Hello,
there is already a whole ecosystem for what you want to do, called OpenRewrite 
[1],
with declarative recipe LLMs are able to generate, skills you can add to your 
harness, etc.

regards,
Rémi

[1] https://docs.openrewrite.org/

----- Original Message -----
> From: "Úber A. Calderón Alfaro" <[email protected]>
> To: "core-libs-dev" <[email protected]>
> Sent: Monday, May 4, 2026 10:43:48 PM
> Subject: [External] : [PROPOSAL] Standard AI-Agent Metadata Annotation: 
> @AgentInstruction

> Dear OpenJDK Core Libs Development Team,
> 
> I would like to propose the introduction of a new standard annotation,
> java.lang.annotation.AgentInstruction, into the core library.
> 
> MOTIVATION
> As AI-driven development tools (LLMs, autonomous agents, and IDE
> assistants) become primary consumers of Java APIs, there is a growing
> "intent gap." While Javadoc provides human-readable documentation, and
> annotations like @Deprecated provide compiler hints, we lack a
> standardized, machine-readable way to communicate behavioral guardrails and
> idiomatic intent directly to AI agents.
> Currently, agents rely on speculative interpretations of method names or
> broad training data. This leads to hallucinations or the use of
> anti-patterns when project-specific or library-specific constraints are not
> explicitly declared in a way the agent can prioritize.
> 
> THE PROPOSAL
> The @AgentInstruction annotation provides a declarative bridge within the
> bytecode to guide AI agents in generating safe, idiomatic code.
> 
> package java.lang.annotation;
> @Target({ElementType.TYPE, ElementType.METHOD, ElementType.FIELD,
> ElementType.PARAMETER}) @Retention(RetentionPolicy.RUNTIME) @Documented
> public @interface AgentInstruction {
> 
>  /** The primary instruction or intent for the AI agent. */
>  String value();
> 
>  /** An idiomatic code example. */
>  String example() default "";
> 
>  /** Behavioral or architectural constraints. */
>  String[] constraints() default {};
> 
>  /** Prerequisites or dependencies. */
>  String dependencies() default "";
> 
>  /** Warnings about common pitfalls or anti-patterns. */
>  String caveat() default "";
> }
> 
> 
> POTENTIAL APPLICATIONS IN THE JDK
> • On java.util.Optional#get(): @AgentInstruction(value="Discouraged for
> direct use.", caveat="Use .orElse() or .ifPresent() to avoid
> NoSuchElementException.")
> 
> • On java.util.concurrent.ExecutorService:
> @AgentInstruction(constraints={"Always shut down the executor after use.",
> "Prefer try-with-resources in JDK 19+."})
> 
> 
> BENEFITS
> 1. AI-Native Developer Experience: Standardizing this metadata allows Java
> to remain the premier platform for enterprise-grade, AI-assisted
> development.
> 2. Architectural Guardrails: Enables developers to "negative prompt" agents
> (e.g., "Do not use reflection here") directly within the code.
> 3. Standardized Tooling: Provides a uniform specification that IDEs and
> agents can reflectively query across all Java libraries.
> 
> VERIFICATION OF CONCEPT
> I have empirically tested this approach using a prototype framework.
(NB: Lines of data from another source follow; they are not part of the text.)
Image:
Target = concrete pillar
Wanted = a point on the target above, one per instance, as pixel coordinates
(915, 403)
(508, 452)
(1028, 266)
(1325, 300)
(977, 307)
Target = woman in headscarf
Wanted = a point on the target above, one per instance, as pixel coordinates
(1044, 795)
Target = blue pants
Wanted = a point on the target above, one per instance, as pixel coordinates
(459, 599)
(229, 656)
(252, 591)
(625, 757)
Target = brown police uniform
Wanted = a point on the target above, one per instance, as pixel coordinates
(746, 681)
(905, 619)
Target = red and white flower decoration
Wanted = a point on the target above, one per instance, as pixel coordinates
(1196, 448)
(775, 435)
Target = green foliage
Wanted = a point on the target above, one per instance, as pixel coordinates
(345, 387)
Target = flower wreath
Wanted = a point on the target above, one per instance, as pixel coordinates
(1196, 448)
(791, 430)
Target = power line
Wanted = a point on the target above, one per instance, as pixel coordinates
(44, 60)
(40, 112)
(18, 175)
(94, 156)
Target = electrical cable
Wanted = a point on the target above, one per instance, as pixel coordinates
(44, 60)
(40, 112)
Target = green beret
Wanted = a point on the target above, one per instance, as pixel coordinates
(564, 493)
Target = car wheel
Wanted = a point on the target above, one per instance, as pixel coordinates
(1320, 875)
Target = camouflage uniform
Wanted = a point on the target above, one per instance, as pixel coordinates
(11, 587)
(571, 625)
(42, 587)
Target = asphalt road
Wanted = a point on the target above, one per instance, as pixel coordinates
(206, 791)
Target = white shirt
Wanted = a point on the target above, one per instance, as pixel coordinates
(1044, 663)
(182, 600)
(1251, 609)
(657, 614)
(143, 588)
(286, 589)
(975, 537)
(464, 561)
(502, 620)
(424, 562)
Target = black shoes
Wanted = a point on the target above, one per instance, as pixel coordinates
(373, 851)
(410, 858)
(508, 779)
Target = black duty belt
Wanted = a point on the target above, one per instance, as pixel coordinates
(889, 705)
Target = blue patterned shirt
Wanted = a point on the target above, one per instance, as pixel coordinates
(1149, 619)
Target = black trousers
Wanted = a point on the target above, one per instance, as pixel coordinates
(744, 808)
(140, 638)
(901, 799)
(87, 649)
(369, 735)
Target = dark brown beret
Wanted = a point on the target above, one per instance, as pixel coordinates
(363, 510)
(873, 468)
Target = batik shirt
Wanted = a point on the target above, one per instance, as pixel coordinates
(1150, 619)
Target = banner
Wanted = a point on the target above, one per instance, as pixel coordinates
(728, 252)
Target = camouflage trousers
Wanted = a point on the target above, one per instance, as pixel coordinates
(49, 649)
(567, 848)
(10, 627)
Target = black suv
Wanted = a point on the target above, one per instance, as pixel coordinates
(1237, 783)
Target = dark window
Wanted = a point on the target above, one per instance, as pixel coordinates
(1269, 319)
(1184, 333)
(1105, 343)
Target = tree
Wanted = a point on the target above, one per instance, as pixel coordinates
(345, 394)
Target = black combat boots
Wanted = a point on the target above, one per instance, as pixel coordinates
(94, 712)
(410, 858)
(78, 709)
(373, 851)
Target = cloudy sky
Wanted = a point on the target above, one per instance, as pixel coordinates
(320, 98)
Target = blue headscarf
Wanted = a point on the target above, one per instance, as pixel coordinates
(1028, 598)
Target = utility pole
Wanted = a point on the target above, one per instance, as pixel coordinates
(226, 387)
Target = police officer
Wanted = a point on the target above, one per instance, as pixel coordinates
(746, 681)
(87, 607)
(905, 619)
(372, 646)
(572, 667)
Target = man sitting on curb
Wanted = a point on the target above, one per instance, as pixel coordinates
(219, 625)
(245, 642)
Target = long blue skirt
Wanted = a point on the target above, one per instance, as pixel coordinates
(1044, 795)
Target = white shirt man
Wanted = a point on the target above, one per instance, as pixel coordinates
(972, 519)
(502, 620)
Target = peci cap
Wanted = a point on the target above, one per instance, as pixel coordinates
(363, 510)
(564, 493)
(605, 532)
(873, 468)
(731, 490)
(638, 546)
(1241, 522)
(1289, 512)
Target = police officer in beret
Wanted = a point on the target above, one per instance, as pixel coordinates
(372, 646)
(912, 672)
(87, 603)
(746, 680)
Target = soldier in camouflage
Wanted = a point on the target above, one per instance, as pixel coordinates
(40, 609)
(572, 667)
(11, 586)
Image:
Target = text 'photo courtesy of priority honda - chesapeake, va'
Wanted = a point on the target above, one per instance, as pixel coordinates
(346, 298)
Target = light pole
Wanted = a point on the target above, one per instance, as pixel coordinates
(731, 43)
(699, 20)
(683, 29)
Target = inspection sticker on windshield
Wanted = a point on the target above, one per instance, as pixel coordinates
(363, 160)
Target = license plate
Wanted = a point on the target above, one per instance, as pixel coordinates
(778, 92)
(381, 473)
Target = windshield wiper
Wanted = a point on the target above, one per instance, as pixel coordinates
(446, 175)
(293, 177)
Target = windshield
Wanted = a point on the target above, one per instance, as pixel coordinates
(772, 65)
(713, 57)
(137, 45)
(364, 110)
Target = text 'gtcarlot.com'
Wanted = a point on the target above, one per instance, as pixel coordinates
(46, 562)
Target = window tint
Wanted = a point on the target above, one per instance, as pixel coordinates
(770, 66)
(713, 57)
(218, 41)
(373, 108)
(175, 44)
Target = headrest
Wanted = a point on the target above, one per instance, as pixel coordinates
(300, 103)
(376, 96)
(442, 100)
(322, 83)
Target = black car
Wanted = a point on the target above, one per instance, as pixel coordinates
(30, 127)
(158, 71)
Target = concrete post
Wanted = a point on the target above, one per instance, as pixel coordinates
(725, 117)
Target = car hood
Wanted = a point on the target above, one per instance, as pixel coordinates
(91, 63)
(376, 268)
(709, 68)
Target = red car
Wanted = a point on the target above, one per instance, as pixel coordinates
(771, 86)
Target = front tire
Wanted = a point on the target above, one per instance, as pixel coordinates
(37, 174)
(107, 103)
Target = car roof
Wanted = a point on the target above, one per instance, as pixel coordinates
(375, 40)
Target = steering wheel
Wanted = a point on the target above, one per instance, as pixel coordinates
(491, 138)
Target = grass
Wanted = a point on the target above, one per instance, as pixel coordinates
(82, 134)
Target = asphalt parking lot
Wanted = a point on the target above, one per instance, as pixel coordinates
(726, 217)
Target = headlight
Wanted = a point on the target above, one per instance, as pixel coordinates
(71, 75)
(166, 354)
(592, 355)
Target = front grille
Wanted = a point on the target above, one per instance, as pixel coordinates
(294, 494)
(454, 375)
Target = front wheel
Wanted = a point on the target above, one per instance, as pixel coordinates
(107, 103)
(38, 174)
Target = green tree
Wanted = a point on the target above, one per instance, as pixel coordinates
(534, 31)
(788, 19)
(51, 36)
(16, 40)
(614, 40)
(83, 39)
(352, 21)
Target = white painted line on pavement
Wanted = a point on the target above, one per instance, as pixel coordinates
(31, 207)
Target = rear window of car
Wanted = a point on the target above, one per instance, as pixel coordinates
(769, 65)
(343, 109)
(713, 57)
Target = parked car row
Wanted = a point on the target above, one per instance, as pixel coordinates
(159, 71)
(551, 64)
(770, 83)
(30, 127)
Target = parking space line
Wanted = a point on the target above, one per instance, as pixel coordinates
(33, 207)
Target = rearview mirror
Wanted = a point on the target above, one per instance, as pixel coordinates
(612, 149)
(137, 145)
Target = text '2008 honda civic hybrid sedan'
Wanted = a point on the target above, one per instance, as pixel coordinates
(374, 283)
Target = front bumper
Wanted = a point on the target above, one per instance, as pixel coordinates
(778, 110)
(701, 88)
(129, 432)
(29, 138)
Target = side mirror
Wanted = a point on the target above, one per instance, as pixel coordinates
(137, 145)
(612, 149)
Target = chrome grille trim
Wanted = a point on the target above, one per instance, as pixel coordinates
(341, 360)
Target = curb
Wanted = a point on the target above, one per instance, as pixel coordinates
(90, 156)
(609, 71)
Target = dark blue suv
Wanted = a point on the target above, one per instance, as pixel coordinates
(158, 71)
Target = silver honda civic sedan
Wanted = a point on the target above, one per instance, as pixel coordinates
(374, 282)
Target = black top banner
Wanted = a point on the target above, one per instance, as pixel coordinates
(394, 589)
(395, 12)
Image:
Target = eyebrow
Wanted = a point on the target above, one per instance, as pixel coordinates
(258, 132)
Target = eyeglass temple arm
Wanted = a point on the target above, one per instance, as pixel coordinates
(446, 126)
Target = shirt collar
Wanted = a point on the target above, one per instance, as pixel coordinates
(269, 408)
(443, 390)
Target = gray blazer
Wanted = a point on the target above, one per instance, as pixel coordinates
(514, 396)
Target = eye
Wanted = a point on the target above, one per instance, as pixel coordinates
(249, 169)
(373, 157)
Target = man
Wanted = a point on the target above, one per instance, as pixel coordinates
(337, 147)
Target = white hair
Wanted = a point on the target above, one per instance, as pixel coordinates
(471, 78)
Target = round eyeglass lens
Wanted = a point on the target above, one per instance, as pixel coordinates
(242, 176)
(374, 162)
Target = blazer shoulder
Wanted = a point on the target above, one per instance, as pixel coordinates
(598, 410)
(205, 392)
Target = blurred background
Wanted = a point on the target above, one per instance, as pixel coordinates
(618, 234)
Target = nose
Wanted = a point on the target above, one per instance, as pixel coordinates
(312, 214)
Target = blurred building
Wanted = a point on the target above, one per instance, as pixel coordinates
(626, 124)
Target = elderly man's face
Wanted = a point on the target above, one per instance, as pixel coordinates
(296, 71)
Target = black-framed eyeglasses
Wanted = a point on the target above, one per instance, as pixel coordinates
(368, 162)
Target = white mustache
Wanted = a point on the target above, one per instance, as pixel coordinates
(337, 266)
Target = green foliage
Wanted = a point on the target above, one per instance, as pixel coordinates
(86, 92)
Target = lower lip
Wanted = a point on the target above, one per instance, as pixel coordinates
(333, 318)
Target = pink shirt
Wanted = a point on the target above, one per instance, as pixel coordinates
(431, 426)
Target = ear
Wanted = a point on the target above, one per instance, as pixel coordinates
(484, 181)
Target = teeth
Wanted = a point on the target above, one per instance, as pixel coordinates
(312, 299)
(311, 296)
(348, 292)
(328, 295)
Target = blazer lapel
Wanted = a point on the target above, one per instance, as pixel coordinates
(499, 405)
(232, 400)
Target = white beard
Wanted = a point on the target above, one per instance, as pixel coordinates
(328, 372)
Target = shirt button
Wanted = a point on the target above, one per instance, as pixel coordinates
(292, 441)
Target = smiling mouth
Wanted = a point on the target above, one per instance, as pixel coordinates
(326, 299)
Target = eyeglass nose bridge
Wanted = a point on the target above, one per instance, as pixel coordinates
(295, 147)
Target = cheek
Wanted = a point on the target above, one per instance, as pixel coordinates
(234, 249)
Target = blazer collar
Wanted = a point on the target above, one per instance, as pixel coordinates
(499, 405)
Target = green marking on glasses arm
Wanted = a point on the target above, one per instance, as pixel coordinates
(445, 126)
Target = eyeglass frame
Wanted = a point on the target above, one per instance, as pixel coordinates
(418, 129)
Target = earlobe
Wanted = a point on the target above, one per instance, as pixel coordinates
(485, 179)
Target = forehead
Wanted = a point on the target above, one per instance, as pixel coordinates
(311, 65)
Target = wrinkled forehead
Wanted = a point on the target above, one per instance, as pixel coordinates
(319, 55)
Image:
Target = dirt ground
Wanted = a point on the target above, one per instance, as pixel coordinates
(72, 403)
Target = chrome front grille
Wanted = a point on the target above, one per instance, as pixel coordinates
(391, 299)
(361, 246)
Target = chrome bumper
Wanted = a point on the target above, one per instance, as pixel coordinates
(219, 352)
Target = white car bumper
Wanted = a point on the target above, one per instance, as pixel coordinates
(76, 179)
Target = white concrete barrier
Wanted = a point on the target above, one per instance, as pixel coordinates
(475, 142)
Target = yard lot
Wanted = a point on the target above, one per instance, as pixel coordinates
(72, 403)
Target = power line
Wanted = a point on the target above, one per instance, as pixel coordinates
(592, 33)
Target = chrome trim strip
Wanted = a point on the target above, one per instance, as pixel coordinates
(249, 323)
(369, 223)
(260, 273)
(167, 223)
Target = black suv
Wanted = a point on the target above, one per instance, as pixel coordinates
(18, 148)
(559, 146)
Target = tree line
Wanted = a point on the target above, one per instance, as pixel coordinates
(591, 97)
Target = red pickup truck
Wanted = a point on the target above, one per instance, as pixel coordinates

The
> presence of structured metadata like caveats and examples reduced agent
> implementation errors significantly, ensuring the agent followed complex
> patterns (like Post-Redirect-Get) without human intervention.
> I am seeking feedback on the feasibility of this proposal and would welcome
> a sponsor to help navigate the JEP process.